Target Ambisius: 30 Persen Anak Kaltim Kuliah, Sekolah Sampai Sarjana
Data yang disampaikan Rudy membuka mata banyak pihak. Saat
ini, hanya sekitar 12 persen anak-anak Kalimantan Timur yang melanjutkan
pendidikan ke perguruan tinggi. Angka ini jauh dari ideal. “Minimal 20 persen
agar kita bisa sejajar dengan negara maju,” kata Rudy. Namun ia tak berhenti di
situ. Targetnya lebih tinggi: 25 hingga 30 persen.
Untuk mencapainya, langkah konkret pun dirancang, mulai dari beasiswa kuliah secara menyeluruh, kerja sama dengan lebih dari 50 perguruan tinggi, hingga pembebasan biaya pendidikan dari jenjang dasar sampai tinggi. “Kami ingin rata-rata lama sekolah di Kaltim meningkat dari 12 tahun ke 16 tahun.
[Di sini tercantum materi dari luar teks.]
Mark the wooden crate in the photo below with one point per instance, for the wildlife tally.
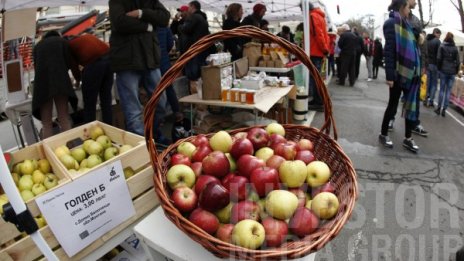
(117, 136)
(140, 188)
Itu artinya setara sarjana,” ucap Rudy. Langkah ini juga menjadi simbol bahwa pendidikan bukan lagi hak istimewa, tapi hak dasar setiap anak Bumi Etam.
Penandatanganan MoU dan Simbolisasi Program: Aksi Nyata, Bukan Janji
Peluncuran program bukan sekadar seremoni. Gubernur Rudy
Mas’ud bersama Wakil Gubernur Seno Aji, Sekretaris Daerah Sri Wahyuni, dan
Ketua DPRD Kaltim Hasanuddin Mas’ud menekan tombol LED Cube sebagai simbol
resmi dimulainya era Gratis Pol.
Tak lama kemudian, panggung menjadi saksi sejarah lain—penandatanganan nota kesepahaman (MoU) dengan 53 perguruan tinggi negeri dan swasta. Ini bukan hanya angka, melainkan kemitraan strategis yang akan menjangkau ribuan mahasiswa dari seluruh pelosok Kaltim.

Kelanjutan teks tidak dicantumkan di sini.